3.1 Daily Maintenance Procedures

Use the Automatic PDB/RTDB Backup feature to backup all data stored in the PDB/RTDB. The manual backup procedures are included in this section in case the database backup needs to be performed manually. Storing database backups in a secure off-site location ensures the ability to recover from system failures.

This section describes the following recommended daily maintenance procedures:

3.1.1 Backing Up the RTDB

Perform this procedure once each day. The estimated time required to complete this procedure is one hour.

Log in to the EPAPGUI on server A as the epapall user.

For information about how to log in to the EPAP GUI, refer to Accessing the EPAP GUI.
If you are not logged in to EPAP A, select the Select Mate option.
From the EPAP Menu, select Process Control>Stop Software.
In the Stop EPAP Software screen as shown in Figure 3-1, click Stop EPAP Software.

Note:
DO NOT select the option to stop the PDB along with the EPAP software.

Figure 3-1 Stop EPAP Software

After the EPAP software has stopped successfully, the screen shown in Figure 3-2 is displayed.

Figure 3-2 EPAP Software Successfully Stopped
From the EPAP menu, select RTDB>Maintenance>Backup RTDB.

The screen shown in Figure 3-3 is displayed.

Figure 3-3 Backup the RTDB

Record the file name as shown in this example:

/var/TKLC/epap/free/rtdbBackup_naples-a20050322082516.tar.gz

Click Backup RTDB.

The screen shown in Figure 3-4 displays a request for confirmation.

Figure 3-4 Backup the RTDB Confirmation
Click Confirm RTDB Backup.

After the backup completes successfully, the screen shown in Figure 3-5 is displayed.

Figure 3-5 Backup the RTDB - Success
Select Process Control>Start Software from the EPAP Menu.
On the Start EPAP Software screen shown in Figure 3-6, click Start EPAP Software.

Figure 3-6 Start EPAP Software

After the EPAP software has started successfully, the screen in Figure 3-7 is displayed.

Figure 3-7 Start EPAP Software - Success
Continue to Backing Up the PDB.

3.1.2 Backing Up the PDB

Perform this procedure once each day. The estimated time required to complete this procedure is two hours. PDB provisioning can take place while this procedure is being performed, but will extend the time required.

Note:

Make sure that you perform this procedure on the same server on which you performed Backing Up the RTDB. Make sure that you performed Backing Up the RTDB first so that the RTDB backup level will be lower than the associated PDB backup level.
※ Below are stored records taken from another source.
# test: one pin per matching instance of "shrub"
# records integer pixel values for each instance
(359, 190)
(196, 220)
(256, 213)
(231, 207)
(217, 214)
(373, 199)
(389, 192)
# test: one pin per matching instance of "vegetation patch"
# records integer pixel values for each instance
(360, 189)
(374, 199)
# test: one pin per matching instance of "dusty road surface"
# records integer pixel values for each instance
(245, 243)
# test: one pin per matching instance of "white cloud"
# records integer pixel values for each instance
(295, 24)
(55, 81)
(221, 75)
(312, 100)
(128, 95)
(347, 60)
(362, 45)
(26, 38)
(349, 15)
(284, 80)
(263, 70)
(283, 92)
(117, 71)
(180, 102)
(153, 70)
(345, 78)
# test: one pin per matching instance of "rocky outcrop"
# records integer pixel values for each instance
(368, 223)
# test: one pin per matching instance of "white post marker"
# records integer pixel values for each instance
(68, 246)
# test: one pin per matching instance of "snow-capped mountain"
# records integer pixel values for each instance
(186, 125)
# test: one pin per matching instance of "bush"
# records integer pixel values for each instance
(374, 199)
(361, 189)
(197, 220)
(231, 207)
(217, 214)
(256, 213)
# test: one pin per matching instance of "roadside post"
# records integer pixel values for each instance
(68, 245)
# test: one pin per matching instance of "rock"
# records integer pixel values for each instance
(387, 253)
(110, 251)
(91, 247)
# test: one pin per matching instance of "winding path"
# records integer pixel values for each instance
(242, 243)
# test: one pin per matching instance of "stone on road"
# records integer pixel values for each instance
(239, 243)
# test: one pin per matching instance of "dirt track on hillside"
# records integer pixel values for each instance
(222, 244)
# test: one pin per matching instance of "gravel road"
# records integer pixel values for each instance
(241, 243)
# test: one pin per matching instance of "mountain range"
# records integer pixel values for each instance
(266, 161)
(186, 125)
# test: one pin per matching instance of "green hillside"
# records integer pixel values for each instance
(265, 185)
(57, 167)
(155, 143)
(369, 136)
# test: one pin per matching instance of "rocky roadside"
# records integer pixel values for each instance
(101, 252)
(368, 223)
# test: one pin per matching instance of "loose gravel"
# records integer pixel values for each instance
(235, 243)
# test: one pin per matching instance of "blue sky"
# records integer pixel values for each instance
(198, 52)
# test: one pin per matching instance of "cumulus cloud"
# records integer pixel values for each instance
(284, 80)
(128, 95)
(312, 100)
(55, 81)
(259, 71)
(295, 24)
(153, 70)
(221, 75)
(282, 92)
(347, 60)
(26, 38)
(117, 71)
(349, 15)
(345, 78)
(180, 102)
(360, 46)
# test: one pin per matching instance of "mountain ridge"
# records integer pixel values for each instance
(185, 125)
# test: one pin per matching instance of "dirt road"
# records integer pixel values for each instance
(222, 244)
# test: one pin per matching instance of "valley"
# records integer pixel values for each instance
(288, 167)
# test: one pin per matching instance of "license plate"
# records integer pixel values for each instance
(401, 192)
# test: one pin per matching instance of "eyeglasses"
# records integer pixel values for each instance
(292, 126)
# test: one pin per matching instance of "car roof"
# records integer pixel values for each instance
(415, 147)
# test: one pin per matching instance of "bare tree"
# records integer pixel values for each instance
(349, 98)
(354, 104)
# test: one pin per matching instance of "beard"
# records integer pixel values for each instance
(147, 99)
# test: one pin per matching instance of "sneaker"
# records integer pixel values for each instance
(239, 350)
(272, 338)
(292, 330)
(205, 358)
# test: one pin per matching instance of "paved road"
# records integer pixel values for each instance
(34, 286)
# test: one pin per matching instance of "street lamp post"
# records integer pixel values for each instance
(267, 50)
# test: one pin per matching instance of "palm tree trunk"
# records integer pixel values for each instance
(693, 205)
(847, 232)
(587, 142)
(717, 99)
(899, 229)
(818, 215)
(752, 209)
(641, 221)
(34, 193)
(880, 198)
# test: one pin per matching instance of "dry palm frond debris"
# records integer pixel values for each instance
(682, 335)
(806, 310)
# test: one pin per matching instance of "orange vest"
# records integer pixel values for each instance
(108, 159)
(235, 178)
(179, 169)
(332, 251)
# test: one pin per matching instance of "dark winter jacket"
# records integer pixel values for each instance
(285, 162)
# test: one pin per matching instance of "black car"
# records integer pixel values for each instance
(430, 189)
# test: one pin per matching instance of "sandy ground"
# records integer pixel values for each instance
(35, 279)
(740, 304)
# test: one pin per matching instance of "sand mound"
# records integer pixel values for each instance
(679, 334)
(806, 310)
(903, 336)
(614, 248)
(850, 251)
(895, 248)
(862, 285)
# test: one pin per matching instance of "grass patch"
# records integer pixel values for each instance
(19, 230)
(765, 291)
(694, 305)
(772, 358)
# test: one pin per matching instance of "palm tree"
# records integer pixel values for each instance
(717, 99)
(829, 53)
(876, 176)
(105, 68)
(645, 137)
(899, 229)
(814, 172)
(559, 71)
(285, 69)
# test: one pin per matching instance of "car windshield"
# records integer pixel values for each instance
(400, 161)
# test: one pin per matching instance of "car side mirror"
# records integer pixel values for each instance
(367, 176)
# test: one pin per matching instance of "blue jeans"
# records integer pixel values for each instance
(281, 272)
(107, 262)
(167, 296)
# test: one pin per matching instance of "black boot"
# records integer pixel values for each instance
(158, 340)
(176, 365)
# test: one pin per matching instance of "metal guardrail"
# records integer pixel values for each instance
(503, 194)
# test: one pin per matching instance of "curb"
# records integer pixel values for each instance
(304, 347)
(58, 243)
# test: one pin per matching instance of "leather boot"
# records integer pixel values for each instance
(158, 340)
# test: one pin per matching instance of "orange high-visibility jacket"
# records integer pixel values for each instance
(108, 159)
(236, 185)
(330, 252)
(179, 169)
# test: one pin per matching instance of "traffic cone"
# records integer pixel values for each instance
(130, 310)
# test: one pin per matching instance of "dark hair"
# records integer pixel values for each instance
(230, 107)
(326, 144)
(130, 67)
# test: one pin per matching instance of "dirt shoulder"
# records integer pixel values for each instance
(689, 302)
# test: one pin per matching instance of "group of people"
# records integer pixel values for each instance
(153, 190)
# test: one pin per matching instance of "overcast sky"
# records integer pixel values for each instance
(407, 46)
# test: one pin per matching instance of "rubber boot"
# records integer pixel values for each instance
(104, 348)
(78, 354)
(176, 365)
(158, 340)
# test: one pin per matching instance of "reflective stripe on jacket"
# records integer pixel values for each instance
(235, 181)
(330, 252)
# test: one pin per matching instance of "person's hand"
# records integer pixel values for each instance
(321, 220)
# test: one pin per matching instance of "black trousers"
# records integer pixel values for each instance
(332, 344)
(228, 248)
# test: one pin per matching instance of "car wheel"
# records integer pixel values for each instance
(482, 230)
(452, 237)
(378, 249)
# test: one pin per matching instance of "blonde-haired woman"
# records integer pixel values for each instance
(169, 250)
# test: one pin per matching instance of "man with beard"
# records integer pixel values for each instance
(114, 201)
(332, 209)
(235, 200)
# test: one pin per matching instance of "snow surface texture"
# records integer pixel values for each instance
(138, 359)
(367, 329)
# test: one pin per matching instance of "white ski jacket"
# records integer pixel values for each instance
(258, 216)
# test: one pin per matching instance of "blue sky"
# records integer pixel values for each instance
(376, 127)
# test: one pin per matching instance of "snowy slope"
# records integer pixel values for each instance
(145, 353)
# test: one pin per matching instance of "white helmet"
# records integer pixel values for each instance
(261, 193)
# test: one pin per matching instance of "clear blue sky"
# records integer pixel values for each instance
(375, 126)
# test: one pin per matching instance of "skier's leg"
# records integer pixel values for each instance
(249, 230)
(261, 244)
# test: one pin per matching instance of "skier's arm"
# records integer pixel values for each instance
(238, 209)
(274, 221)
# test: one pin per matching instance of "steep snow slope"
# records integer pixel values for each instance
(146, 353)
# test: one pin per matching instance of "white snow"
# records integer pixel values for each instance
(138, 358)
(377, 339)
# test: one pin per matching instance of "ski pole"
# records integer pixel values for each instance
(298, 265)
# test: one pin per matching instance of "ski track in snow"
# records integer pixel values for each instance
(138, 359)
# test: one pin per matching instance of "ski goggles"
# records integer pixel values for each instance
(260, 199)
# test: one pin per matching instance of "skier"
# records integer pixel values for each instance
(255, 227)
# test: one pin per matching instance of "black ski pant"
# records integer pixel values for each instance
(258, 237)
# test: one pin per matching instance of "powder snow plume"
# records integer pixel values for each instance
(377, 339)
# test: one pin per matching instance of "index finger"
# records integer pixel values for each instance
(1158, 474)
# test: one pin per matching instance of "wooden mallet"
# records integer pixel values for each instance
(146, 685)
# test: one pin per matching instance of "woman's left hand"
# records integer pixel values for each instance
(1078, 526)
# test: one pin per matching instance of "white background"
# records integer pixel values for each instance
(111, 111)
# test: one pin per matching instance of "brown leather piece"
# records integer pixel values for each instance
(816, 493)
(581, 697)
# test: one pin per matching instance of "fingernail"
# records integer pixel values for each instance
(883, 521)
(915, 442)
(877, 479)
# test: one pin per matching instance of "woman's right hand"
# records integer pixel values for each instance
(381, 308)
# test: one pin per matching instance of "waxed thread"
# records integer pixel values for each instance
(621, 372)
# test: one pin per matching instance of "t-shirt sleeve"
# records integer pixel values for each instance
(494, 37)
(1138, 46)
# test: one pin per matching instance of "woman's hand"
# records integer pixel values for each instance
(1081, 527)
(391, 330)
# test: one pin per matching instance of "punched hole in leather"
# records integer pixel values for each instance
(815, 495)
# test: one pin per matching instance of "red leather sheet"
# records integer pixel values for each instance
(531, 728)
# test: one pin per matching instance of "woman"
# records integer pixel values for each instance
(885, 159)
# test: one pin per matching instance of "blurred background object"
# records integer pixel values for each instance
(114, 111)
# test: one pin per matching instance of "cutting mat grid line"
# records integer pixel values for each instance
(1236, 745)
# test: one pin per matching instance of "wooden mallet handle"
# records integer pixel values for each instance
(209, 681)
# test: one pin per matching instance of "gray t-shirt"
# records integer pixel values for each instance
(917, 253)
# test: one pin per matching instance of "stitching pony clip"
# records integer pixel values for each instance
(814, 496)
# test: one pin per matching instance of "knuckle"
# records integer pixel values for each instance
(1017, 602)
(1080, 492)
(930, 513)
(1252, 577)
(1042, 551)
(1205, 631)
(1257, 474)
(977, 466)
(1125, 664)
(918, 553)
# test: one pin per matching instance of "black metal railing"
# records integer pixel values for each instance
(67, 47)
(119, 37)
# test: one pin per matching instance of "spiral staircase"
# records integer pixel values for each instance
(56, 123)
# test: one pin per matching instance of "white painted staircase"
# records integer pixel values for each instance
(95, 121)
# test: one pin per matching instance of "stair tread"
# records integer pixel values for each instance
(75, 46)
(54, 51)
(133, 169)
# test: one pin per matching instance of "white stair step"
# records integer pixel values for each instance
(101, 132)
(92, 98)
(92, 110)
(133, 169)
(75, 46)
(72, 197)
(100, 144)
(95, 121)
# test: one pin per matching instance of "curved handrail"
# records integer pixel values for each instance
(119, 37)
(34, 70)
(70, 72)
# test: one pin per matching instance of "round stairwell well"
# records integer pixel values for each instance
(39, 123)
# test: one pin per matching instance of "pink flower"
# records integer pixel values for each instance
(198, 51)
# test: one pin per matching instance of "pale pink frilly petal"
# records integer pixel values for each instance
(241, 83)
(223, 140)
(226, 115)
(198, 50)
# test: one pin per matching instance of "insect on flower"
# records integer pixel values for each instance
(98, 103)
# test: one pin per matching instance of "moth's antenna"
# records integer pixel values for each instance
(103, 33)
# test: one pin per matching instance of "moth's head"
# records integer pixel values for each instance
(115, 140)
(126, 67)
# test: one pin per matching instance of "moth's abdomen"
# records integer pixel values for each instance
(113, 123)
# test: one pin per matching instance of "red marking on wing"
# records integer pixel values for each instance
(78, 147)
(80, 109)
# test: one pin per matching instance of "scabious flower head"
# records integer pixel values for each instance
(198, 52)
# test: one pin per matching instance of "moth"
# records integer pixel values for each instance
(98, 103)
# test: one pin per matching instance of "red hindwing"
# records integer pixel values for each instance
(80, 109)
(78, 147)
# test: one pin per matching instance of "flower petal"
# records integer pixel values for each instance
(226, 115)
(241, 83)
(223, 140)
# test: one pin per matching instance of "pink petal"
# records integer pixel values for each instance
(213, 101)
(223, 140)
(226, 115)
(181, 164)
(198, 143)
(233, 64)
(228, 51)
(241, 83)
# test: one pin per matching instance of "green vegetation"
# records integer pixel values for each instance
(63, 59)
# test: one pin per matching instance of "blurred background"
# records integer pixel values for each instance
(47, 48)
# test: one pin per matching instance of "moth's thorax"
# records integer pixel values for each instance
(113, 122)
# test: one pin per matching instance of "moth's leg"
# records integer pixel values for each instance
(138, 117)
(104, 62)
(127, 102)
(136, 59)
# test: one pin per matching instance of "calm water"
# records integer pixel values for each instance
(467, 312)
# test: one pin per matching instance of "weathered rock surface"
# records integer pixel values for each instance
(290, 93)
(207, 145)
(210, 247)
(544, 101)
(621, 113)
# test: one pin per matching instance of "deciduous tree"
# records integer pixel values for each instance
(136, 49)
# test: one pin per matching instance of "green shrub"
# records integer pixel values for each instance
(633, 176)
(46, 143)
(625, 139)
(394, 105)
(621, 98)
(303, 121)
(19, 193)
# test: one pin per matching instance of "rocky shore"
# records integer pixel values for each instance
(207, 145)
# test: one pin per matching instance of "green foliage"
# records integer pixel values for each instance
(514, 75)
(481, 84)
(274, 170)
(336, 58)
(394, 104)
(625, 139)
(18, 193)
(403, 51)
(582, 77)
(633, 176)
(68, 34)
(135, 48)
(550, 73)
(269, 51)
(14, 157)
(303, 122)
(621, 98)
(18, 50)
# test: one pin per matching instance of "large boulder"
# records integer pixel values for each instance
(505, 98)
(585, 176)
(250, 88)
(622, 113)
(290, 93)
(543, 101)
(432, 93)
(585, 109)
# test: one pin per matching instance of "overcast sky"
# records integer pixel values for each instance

Log in to the EPAP GUI on server A as the epapall user.
For information about how to log in to the EPAP GUI, refer to Accessing the EPAP GUI.
If you are not logged in to EPAP A, select the Select Mate option.
From the EPAP Menu, select PDBA>Maintenance>Backup>Backup the PDB.
In the Backup the PDB screen shown in Figure 3-8, click Backup PDB.

Figure 3-8 Backup the PDB

The resulting screen, shown in Figure 3-9, displays a button to confirm the request to backup the PDB and the file name.

Figure 3-9 Backup PDB Confirmation

Record the file name.

In this example, the file name is:


/var/TKLC/epap/free/pdbBackup_naples-a_20050322082900_DBBirthdate_20050317204336GMT_DBLevel_16939.bkp

Click Confirm Backup PDB.

After the backup completes successfully, the screen shown in Figure 3-10 is displayed:

Figure 3-10 Backup the PDB - Success
Continue to Transferring RTDB and PDB Backup Files.

3.1.3 Transferring RTDB and PDB Backup Files

Perform this procedure once each day. The time required to complete this procedure depends on network bandwidth. File sizes can be several gigabytes for each database.

Log in to the EPAP command line interface with user name epapdev and the password associated with that user name.
Use the Secure File Transfer Protocol (sftp) to transfer the following files to a remote, safe location:
1. The RTDB backup file, the name of which was recorded in Backing Up the RTDB
2. The PDB backup file, the name of which was recorded in Backing Up the PDB

3.2 System Health Check Overview

The server runs a self-diagnostic utility program called syscheck to monitor itself. The system health check utility syscheck tests the server hardware and platform software. Checks and balances verify the health of the server and platform software for each test, and verify the presence of required application software.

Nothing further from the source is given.